L'UdeM nous tombe sur la tête

Gaétan Pouliot


Le campus de l'Université de Montréal serait-il en ruine? C'est du moins ce qu'a laissé entendre le recteur Luc Vinet lors de son passage en Commission parlementaire de l'éducation le 6 février dernier. Malgré la discorde sur le financement des universités, la majorité des acteurs du campus s’entend sur une chose avec la direction : l’Université est dans une piètre condition. État de la situation.

Gaétan POULIOT

«Si vous avez de meilleurs professeurs […], mais que le plafond coule puis que vous voulez prendre des notes [et qu']il y a toujours des flaques d'eau, ça ne marchera pas», a affirmé le Luc Vinet, pour illustrer le piètre état de l'UdeM lors de la Commission de l'éducation. «Les barres d'électricité, dans les salles de cours, on est obligé de les enjamber parce que le filage n'est pas adéquat puis les "fuses" sautent rendues au bout du corridor. Les gens ont des "laptops". C'est ça, la réalité de nos universités», a ajouté le vice-recteur aux affaires académiques, Jacques Frémont, devant les parlementaires à Québec.

Au-delà de ces exemples colorés, plusieurs acteurs importants de la communauté universitaire donnent raison à la direction. «Nous en sommes arrivés à un point critique, estime Sylvain Dubé, coordonnateur aux affaires universitaires de la Fédération des associations étudiantes du campus de l'Université de Montréal (FAECUM). Le problème, c'est que ça fait dix ans que l'on diffère la réfection des bâtiments.
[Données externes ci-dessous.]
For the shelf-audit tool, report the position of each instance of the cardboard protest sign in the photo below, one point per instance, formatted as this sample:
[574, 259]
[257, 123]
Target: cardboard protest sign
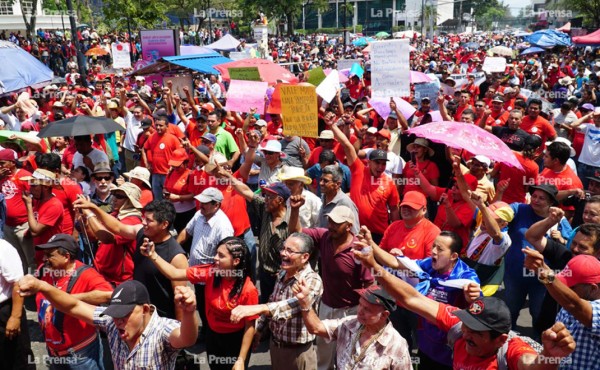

Un redressement majeur est nécessaire.»

«Les professeurs se plaignent de l'état des bâtiments», avoue pour sa part Louis Dumont, président du Syndicat général des professeurs de l’Université de Montréal (SGPUM). «Il y a eu des efforts faits dans le passé, mais cela n'est pas suffisant» affirme-t-il, se basant sur des enquêtes menées auprès des professeurs tous les trois ans. Entre autres, la qualité de l'air dans plusieurs pavillons serait problématique. «Dans le pavillon Roger-Gaudry, il y a des laboratoires humides [dans des locaux] qui ne se prêtent pas à ça», ajoute-t-il. Sylvain Dubé de la FAECUM signale même que «certains laboratoires de chimie ne respectent pas les normes de santé et sécurité au travail».

Selon M. Dumont, les professeurs s'accommodent de la situation, mais il signale que dans ces conditions, «la formation donnée aux étudiants n'est pas optimale». Cette situation est également déplorée par Sylvain Dubé.

28 millions de $ par an pour l’entretien

«C'est un problème qui touche toutes les infrastructures du Québec, que ce soit les routes, les hôpitaux ou les universités», relativise le directeur général de la Direction des immeubles de l'UdeM, Robert Couvrette. Il estime que la mise à niveau des infrastructures du campus coûterait 220 millions de dollars, tant le retard accumulé est important. M. Couvrette explique qu'il y a deux types de réfections nécessaires : «Une causée par l'usage des bâtiments et de type technologique.» Concernant ce dernier point, il faut notamment adapter les bâtiments aux nouveaux besoins informatiques et installer de nouveaux gicleurs pour répondre aux nouvelles normes du code du bâtiment. Il y a même un problème de toilettes, affirme-t-il, expliquant que cette situation est due à la plus grande fréquentation des universités par les femmes. Il faut maintenant adapter les lieux à la présence croissante de ces dernières.

En ce qui a trait à l'entretien régulier des bâtiments, «l'Université investit environ 28 millions de dollars annuellement, calcule-t-il. Il faudrait toutefois dépenser le double pour l'entretenir adéquatement.»

Si les différents acteurs de la communauté universitaire s'entendent sur le piètre état de l'UdeM, la provenance des fonds pour remédier au sous financement de l’Université fait débat. «On ne peut pas attendre la philanthropie, clame avec vigueur M. Dubé, s'opposant également à l'augmentation des frais de scolarité. La prochaine campagne de collecte de fonds de l'Université est prévue pour 2010.» Selon lui, c'est au gouvernement du Québec de réinvestir massivement. Pour aller chercher ces sommes, il espère que le rectorat s'acharnera autant sur ce dossier que sur le projet du nouveau campus d'Outremont.